For two weeks now, I have felt as if I were gazing through a fishbowl. Going down the steep flight of stairs at work has been a daredevil exercise, as I discovered from the outset of wearing my new glasses that I could not actually see where I was placing my feet. Given that I am capable of tripping on a flat and uncluttered surface, this did not bode well. My lopsided ears were to blame. I went back to the optician today, and the fitting ladies pointed out that the frames were askew--and hence I was looking at the world through both near and far elements at the same time. They messed about with the orientation, and now I'm appreciating a clearer perspective. I'm still not used to craning my head around like an owl every time I want to focus on a new object, however. And short of bending double, I cannot focus on my toes! I told a friend that it would be nice to have a kind of checkerboard pattern of farsighted and nearsighted lenses, so you could see things clearly at every point of the compass, like a housefly.
My misery with my third severe cold in as many months kept me at home Friday week, so I teleworked for the first time, and got a lot done, despite having to get one of my coworkers to send individual files to me, as at the time my computer wasn't set up for remotely accessing the central database. This challenge has since been overcome. My new-to-me computer only has work stuff on it for now; all recovered files from my old machine are on a portable drive. Having a clean slate is a refreshing feeling. Before I start on my umpteenth book idea (the example of Ann Radcliffe gives me hope--she didn't marry until 43 or produce her first book until 45), I want to get my first desktop in twenty some odd years and several big monitors to attach side by side. I've really gotten spoilt with two monitors at work--being able to have two full working windows is so convenient! I met with my accountant this morning and immediately succumbed to intense monitor envy--he has five. Four are mounted in a floating square--I half expected to see a subset of the Brady Bunch pop up on the screens--and the largest sits alone off to the side, the lord of the files. I'm getting a tax refund from last year. He warned me that I shouldn't expect one for this year, since I will make money, provided I am not summarily sacked.
I do like my work colleagues, though it's a bit like being back in grade school, not only because of the exposure to many germs: they talk about poop and sex what seems like all the time, so in some ways it echoes a junior high boys locker room...or a 1950s longshoremens union office, only without the smoking and high pay, and everyone's pale and soft around the middle. I have decided that given the informality of the atmosphere, I can be comfortable, and so I spend many hours either sitting on my stocking feet or with them propped on top of my desk as I lean back in my chair with my keyboard in my lap. so far no one's complained of the smell. All I need is a cigar, a large lead pencil behind one ear and a green eyeshade, and I'd look the classic editorial part. Instead, I have ordered a pair of kitty slippers from South Korea that I intend to wear at work. I started out being formal and proper and adult, and within two months my inner nerdslob has reasserted itself. Maybe if we left the light on in the office and my roommates were not constantly cursing their recalcitrant computers, I would be less prone to feel at home, but it's a collegial environment, and my boss only ventures upstairs biweekly to deliver our pay stubs in person.

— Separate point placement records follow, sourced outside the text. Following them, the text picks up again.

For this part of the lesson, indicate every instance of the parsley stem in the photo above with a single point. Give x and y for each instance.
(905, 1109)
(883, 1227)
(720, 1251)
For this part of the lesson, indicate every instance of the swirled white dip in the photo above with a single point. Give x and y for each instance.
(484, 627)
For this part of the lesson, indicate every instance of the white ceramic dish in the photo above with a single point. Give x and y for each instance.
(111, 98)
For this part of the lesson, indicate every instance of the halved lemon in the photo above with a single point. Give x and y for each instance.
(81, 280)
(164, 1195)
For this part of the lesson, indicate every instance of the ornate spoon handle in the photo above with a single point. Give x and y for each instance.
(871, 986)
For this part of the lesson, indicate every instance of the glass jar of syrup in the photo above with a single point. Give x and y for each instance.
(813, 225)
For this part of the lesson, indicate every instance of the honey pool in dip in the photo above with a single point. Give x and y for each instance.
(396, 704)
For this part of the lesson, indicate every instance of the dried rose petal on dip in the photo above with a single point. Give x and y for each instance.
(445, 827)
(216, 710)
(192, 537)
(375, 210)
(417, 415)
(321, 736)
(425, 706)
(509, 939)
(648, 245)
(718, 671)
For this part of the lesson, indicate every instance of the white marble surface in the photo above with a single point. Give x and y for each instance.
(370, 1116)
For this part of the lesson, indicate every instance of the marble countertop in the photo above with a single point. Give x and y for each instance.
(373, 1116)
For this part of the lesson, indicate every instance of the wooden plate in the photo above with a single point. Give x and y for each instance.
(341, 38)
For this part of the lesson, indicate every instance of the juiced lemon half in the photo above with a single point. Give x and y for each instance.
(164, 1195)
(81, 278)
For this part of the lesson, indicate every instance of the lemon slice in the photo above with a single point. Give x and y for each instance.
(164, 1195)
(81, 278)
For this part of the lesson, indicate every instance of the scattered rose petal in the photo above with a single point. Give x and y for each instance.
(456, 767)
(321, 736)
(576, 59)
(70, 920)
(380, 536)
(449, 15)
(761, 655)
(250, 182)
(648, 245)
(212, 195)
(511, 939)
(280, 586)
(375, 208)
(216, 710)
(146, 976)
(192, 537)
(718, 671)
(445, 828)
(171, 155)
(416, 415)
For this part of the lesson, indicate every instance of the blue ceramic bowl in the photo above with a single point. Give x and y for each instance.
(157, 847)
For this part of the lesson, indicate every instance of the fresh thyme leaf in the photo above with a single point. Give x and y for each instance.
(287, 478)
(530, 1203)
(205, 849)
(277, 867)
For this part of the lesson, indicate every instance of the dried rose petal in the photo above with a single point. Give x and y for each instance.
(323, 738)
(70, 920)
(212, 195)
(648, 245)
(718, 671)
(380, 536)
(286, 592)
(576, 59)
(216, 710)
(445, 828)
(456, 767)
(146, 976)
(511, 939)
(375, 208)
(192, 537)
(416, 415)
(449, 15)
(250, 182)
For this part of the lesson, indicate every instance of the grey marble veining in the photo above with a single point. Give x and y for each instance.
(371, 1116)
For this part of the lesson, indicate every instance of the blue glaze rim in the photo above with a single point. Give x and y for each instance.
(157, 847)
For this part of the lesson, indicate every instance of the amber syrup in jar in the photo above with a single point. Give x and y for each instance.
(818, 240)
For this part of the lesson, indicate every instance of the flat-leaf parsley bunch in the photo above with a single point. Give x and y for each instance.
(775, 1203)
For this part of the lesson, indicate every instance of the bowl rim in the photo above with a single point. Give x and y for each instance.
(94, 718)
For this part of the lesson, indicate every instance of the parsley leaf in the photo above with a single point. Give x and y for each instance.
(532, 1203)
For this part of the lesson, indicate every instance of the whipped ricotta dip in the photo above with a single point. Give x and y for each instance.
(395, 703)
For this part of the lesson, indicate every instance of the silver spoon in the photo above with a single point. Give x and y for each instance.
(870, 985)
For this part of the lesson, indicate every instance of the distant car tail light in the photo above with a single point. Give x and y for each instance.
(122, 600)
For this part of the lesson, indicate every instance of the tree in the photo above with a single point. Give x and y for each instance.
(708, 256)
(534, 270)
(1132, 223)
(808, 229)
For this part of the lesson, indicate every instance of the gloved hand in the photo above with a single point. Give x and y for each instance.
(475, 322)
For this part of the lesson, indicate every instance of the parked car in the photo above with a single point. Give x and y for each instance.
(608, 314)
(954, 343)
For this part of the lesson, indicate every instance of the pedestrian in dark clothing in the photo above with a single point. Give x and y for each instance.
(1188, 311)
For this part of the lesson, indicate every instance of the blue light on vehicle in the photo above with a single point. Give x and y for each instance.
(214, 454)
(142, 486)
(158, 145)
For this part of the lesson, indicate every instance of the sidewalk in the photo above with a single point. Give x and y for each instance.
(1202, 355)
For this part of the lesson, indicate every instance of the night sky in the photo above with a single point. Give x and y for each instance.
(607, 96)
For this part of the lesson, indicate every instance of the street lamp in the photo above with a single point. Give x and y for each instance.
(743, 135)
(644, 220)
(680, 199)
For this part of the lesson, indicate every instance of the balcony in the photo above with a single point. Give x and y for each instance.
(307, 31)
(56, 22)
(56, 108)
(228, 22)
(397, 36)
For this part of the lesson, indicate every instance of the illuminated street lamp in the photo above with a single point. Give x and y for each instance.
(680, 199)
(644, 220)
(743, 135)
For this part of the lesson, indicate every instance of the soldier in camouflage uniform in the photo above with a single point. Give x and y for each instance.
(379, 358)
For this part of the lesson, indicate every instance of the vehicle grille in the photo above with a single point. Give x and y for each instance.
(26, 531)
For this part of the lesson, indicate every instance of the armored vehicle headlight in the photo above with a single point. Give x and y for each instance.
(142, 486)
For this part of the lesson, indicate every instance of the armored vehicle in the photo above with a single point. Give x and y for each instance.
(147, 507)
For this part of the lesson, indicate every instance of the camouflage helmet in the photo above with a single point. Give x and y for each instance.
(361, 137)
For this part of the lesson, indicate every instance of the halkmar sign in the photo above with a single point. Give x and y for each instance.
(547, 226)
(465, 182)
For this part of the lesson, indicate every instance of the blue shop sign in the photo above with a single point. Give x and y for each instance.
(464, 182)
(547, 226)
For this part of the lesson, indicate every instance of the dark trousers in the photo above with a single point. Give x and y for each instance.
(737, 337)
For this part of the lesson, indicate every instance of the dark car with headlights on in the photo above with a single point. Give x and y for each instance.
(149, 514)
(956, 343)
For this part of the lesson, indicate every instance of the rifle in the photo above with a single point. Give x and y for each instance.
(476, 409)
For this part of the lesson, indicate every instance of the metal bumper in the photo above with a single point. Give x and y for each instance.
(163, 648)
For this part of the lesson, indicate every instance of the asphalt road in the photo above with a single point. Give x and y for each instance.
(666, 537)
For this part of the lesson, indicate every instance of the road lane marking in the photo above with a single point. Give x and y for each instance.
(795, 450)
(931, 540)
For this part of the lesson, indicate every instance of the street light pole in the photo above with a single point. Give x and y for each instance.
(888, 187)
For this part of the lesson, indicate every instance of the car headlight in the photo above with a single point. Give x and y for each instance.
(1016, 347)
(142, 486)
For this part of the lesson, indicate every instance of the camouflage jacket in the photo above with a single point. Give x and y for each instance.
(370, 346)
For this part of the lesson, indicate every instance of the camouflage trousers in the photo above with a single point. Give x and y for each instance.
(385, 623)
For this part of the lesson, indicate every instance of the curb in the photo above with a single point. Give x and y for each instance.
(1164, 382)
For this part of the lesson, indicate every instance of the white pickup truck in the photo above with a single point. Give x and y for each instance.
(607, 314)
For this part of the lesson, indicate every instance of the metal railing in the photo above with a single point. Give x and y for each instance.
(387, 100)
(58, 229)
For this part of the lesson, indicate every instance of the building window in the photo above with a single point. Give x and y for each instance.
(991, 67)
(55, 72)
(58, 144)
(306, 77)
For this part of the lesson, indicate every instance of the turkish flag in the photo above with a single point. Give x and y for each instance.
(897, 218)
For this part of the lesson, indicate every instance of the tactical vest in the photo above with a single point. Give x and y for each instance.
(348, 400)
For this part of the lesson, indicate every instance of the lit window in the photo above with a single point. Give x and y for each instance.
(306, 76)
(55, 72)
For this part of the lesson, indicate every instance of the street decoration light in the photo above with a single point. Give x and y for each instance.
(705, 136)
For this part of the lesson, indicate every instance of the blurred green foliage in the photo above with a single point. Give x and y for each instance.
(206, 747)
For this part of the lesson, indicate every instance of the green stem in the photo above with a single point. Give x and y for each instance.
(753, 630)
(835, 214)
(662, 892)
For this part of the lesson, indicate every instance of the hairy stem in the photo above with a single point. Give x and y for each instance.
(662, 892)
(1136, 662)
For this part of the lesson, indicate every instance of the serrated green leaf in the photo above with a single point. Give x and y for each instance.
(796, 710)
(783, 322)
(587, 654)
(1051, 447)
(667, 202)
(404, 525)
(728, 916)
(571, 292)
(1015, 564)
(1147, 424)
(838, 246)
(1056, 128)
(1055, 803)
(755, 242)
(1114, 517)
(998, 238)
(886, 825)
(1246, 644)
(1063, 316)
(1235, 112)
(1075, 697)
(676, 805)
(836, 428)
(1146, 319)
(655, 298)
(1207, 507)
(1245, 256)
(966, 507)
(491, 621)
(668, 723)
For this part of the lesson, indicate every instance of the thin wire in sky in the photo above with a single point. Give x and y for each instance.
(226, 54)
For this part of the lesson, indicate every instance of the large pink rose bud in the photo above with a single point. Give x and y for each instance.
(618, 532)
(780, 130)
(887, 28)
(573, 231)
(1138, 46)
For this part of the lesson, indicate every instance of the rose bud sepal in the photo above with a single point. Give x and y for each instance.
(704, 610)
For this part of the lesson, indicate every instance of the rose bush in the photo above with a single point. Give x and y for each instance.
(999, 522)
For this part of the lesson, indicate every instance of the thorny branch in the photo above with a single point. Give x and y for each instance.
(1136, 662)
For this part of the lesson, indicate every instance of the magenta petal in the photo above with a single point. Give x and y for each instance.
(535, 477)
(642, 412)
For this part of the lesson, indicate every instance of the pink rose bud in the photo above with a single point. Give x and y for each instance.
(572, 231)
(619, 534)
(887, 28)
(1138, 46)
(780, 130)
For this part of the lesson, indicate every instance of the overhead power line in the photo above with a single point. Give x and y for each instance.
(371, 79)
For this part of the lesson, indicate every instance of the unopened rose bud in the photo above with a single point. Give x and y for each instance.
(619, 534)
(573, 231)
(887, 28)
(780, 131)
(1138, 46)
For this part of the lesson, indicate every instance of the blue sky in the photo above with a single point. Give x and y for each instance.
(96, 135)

My cousins, God bless them, are still putting me up, and putting up with me, two nights a week. I'm tremendously blessed. They have a huge black Labrador that tries to climb into my lap when I park in the driveway, and an elderly red spaniel that barks mournfully to announce my arrival, warning the herds of deer and packs of coyotes that live in the woods around to keep their distance. The frogs which sang so lustily during the warm spells in January are quieter now, and the crickets and cicadas haven't reached full summer voice. It's lovely out in the country--you can look up between the trees and all the constellations are bright in the dark sky, and the river is gurgling down at the bottom of the hill, on the other side of a muddy cornfield, where last year's stalks are dry and broken. Two weeks ago, I hiked down to see the river at dusk, and my cousin told me about camping down there when he was a boy, using leaky discarded boats to cross to the uninhabited island with his friends. They eventually sank all the boats in the river during their adventures, emerging muddy but unscathed. Every kid should have such a Tom Sawyer childhood.